This image shows the distribution of remodeler-nucleosome interactions for 12,000 distinct genes. The interactions are aligned by their promoters, or nucleosome-free promoter regions (NFRs), and sorted by NFR length. Two distinct nucleosomal architectures (represented by drawings at top and bottom) correlate with different remodeler activities. Some remodelers are more specifically required for expression of genes at nucleosome-dense promoters (upper part), whereas others act preferentially on promoters with a low nucleosomal density (lower part). [Matthieu Gérard, University of Paris-Sud]
This image shows the distribution of remodeler-nucleosome interactions for 12,000 distinct genes. The interactions are aligned by their promoters, or nucleosome-free promoter regions (NFRs), and sorted by NFR length. Two distinct nucleosomal architectures (represented by drawings at top and bottom) correlate with different remodeler activities. Some remodelers are more specifically required for expression of genes at nucleosome-dense promoters (upper part), whereas others act preferentially on promoters with a low nucleosomal density (lower part). [Matthieu Gérard, University of Paris-Sud]

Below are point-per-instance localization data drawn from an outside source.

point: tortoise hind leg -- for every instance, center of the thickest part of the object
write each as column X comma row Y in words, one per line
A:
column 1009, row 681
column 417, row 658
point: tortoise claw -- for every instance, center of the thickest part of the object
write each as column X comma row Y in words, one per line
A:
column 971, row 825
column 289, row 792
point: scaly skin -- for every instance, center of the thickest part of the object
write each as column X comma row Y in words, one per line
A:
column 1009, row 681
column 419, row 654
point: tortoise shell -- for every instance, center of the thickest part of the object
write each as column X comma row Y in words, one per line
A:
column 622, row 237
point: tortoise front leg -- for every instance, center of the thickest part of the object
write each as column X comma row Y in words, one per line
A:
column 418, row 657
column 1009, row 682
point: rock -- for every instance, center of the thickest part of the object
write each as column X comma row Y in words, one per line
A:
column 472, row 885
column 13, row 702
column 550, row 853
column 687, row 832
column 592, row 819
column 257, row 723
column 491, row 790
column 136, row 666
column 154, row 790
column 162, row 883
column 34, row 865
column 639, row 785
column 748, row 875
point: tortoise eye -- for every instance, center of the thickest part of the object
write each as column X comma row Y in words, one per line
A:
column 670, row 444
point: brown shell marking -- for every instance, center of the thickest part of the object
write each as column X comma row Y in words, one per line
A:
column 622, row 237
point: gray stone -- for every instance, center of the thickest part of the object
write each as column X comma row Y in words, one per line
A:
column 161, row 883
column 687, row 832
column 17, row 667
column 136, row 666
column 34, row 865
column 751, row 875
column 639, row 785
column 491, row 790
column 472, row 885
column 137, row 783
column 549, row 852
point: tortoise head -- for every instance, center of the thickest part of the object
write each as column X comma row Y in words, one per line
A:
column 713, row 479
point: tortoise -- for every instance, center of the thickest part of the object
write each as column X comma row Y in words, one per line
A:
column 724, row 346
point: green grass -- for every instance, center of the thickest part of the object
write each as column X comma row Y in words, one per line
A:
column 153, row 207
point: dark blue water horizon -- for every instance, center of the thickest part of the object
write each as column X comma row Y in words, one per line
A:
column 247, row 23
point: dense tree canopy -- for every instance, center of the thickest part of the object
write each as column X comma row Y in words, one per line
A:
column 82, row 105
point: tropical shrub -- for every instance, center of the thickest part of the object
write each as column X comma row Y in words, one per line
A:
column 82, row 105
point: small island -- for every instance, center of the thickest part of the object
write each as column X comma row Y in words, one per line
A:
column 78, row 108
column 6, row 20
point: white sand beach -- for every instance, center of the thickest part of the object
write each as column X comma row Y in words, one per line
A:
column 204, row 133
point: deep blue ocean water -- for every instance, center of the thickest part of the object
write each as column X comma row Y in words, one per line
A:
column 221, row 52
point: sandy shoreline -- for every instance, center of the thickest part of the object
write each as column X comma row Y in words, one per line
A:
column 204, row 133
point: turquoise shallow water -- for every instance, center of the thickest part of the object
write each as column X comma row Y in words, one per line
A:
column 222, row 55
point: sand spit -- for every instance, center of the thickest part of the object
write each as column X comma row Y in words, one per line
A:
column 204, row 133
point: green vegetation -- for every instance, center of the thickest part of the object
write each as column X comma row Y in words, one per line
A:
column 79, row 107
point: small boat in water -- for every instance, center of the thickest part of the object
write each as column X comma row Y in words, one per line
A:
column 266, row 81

Genes cannot be expressed if they remain inaccessible, locked within tightly packed chromatin. However, even deeply buried genes can be exposed to transcription machinery. They key? Chromatin remodeling enzymes. But it has been unclear whether these enzymes act like skeleton keys or are more specific, targeting specific nucleosomes to regulate transcription.

To investigate the safe-cracking ways of remodeler enzymes, scientists at the University of Paris-Sud and Penn State University assembled genome-wide remodeler–nucleosome interaction profiles for eight remodeler enzymes in mouse embryonic stem (ES) cells. They found that each remodeler binds at specific nucleosome positions relative to the start of genes, and that the same remodeler can act as a positive or negative regulator of transcription depending on the activity of the gene it binds.

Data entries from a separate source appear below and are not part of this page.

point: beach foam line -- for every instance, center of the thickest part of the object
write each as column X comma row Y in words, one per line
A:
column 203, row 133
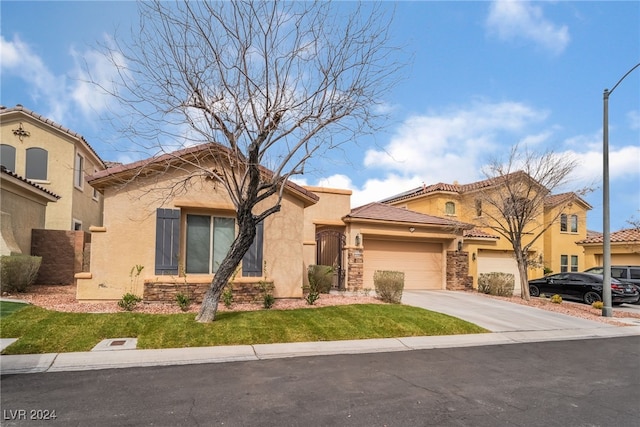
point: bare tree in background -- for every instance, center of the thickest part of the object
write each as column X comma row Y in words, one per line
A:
column 516, row 199
column 275, row 83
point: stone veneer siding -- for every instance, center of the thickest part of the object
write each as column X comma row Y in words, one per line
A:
column 166, row 291
column 64, row 253
column 458, row 278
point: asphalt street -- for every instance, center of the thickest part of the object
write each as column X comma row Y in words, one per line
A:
column 562, row 383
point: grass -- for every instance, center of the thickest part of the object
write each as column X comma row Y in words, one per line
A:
column 45, row 331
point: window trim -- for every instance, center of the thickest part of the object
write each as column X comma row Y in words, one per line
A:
column 78, row 171
column 46, row 164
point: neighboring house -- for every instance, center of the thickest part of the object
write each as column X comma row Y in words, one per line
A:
column 561, row 251
column 180, row 237
column 487, row 250
column 625, row 248
column 56, row 159
column 24, row 205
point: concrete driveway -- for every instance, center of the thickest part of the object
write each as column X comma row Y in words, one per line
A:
column 493, row 314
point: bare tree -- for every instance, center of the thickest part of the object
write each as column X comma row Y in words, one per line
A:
column 514, row 198
column 274, row 83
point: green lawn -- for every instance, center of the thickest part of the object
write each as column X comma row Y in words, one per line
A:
column 45, row 331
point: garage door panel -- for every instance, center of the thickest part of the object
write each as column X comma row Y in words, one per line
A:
column 420, row 262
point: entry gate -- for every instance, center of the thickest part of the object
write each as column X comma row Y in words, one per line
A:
column 329, row 251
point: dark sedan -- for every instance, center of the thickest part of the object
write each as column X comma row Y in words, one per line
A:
column 585, row 287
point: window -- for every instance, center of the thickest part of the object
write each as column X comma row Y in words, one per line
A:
column 8, row 157
column 450, row 208
column 574, row 262
column 478, row 207
column 36, row 168
column 574, row 223
column 78, row 179
column 564, row 263
column 95, row 192
column 563, row 222
column 208, row 241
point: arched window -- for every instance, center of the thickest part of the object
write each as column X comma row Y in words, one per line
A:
column 450, row 208
column 37, row 159
column 8, row 157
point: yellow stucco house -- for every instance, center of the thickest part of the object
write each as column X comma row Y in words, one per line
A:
column 56, row 159
column 563, row 216
column 176, row 238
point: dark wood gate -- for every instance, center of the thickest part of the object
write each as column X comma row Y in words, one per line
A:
column 329, row 251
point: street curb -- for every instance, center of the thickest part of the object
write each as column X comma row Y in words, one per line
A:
column 83, row 361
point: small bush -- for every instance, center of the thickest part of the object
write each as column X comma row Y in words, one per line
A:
column 320, row 278
column 389, row 285
column 312, row 297
column 183, row 301
column 129, row 301
column 498, row 284
column 18, row 272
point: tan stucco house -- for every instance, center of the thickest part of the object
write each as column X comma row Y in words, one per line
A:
column 486, row 249
column 56, row 159
column 179, row 236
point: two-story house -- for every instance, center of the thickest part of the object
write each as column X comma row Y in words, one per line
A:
column 57, row 159
column 480, row 203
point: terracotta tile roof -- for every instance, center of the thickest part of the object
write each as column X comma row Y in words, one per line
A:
column 455, row 188
column 25, row 180
column 478, row 233
column 557, row 199
column 621, row 236
column 119, row 173
column 381, row 212
column 20, row 108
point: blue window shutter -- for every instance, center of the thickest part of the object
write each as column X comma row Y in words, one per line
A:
column 252, row 260
column 167, row 241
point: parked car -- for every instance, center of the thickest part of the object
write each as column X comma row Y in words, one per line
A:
column 624, row 273
column 586, row 287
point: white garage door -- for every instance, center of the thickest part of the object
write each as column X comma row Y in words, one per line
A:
column 421, row 262
column 499, row 262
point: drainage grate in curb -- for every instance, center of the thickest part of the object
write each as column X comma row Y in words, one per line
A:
column 112, row 344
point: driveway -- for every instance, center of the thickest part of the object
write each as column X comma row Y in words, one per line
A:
column 493, row 314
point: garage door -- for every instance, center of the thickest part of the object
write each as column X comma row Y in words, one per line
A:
column 421, row 262
column 499, row 262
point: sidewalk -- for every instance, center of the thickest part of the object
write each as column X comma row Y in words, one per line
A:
column 509, row 323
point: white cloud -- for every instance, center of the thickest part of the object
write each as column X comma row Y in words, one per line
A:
column 512, row 19
column 18, row 59
column 449, row 145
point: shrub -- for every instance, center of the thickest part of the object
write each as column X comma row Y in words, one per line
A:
column 320, row 278
column 389, row 285
column 129, row 301
column 18, row 272
column 183, row 301
column 499, row 284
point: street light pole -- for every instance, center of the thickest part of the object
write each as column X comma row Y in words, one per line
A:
column 607, row 310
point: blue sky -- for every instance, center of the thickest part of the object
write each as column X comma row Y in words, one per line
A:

These results appeared February 4 in the print edition of the journal Nature, in an article entitled “Genome-wide nucleosome specificity and function of chromatin remodelers in ES cells.” The article explained that the remodelers—Chd1, Chd2, Chd4, Chd6, Chd8, Chd9, Brg1, and Ep400—bind one or both full nucleosomes that flank micrococcal nuclease (MNase)-defined nucleosome-free promoter regions (NFRs), where they separate divergent transcription.

“We knew that the compaction into chromatin makes genes inaccessible to the cellular machinery necessary for gene expression, and we also knew that enzymes opened up the chromatin to specify which genes were accessible and could be expressed in a cell,” said B. Franklin Pugh, a professor of biochemistry and molecular biology at Penn State University and one of the two corresponding authors of the paper. “Until now, however, we didn't know the mechanism by which these enzymes functioned.”

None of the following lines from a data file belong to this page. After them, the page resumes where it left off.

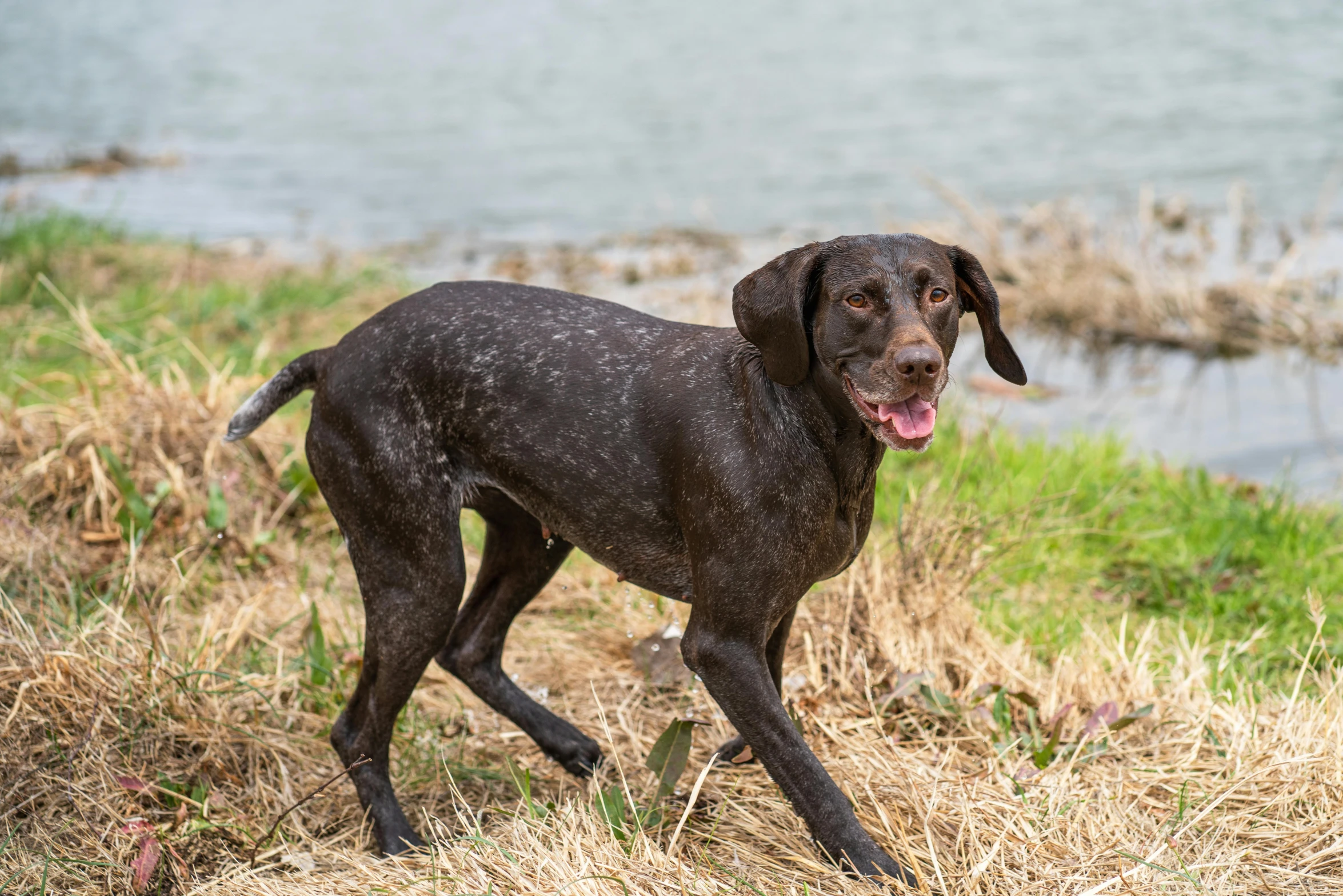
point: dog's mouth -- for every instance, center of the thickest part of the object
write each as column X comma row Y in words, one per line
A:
column 906, row 425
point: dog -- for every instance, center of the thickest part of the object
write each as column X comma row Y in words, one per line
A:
column 726, row 468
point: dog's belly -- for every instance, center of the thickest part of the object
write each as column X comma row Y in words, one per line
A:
column 646, row 551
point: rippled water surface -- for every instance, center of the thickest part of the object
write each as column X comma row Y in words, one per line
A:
column 377, row 121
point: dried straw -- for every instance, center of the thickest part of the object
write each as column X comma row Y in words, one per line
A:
column 183, row 669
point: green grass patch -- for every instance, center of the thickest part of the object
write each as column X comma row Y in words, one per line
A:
column 1087, row 533
column 160, row 301
column 1080, row 530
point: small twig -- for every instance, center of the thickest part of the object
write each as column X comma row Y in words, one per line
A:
column 362, row 761
column 70, row 759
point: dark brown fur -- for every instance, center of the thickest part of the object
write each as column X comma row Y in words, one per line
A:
column 726, row 469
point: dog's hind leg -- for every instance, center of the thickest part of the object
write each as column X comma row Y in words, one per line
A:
column 517, row 563
column 406, row 546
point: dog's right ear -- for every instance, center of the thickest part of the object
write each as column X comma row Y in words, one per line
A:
column 770, row 307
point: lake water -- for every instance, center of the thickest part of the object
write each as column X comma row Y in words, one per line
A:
column 367, row 124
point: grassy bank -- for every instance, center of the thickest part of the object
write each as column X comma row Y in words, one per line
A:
column 179, row 625
column 1079, row 531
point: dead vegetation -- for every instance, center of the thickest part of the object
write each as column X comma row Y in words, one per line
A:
column 179, row 623
column 1161, row 277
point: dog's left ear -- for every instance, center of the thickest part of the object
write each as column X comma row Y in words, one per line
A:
column 978, row 296
column 770, row 307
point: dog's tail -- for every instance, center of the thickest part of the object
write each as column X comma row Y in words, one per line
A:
column 275, row 393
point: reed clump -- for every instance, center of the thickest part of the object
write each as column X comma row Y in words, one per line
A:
column 1160, row 277
column 172, row 656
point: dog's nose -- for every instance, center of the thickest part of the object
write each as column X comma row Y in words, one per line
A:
column 918, row 363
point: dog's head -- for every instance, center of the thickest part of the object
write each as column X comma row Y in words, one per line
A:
column 875, row 317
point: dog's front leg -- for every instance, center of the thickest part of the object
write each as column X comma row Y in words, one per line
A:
column 728, row 652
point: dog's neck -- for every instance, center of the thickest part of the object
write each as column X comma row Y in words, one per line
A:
column 852, row 449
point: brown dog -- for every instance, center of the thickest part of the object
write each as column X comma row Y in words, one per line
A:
column 727, row 469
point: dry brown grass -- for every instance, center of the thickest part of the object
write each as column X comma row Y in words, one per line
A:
column 1150, row 278
column 172, row 665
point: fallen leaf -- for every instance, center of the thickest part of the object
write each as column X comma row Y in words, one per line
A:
column 143, row 866
column 1107, row 714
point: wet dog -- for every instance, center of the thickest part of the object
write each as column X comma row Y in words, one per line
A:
column 727, row 468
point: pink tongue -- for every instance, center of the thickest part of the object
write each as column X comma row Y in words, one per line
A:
column 914, row 418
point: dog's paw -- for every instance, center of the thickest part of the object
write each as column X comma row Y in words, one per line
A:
column 735, row 753
column 581, row 759
column 403, row 841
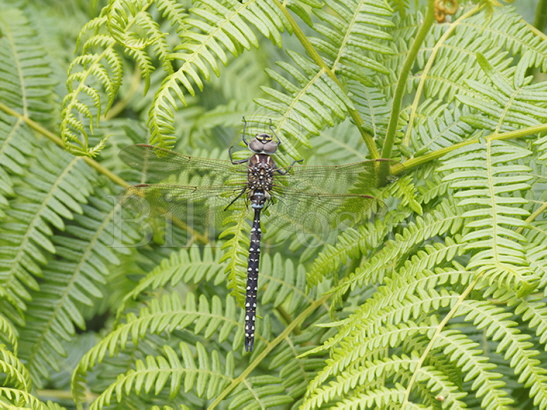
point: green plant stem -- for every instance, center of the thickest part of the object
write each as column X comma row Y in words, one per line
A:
column 403, row 77
column 541, row 15
column 415, row 162
column 427, row 68
column 312, row 52
column 270, row 346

The researchers first mapped the location of several “chromatin-remodeler enzymes” across the entire genome of the embryonic stem cells of the mouse. The mapping showed that remodeler enzymes bind to particular nucleosome “beads” at the sites along the wrapped-up DNA that are located just before the gene sequence begins. These sites are important because they are the locations where the process of expressing genes begins—where other proteins required for gene expression team up for the process of turning a gene on.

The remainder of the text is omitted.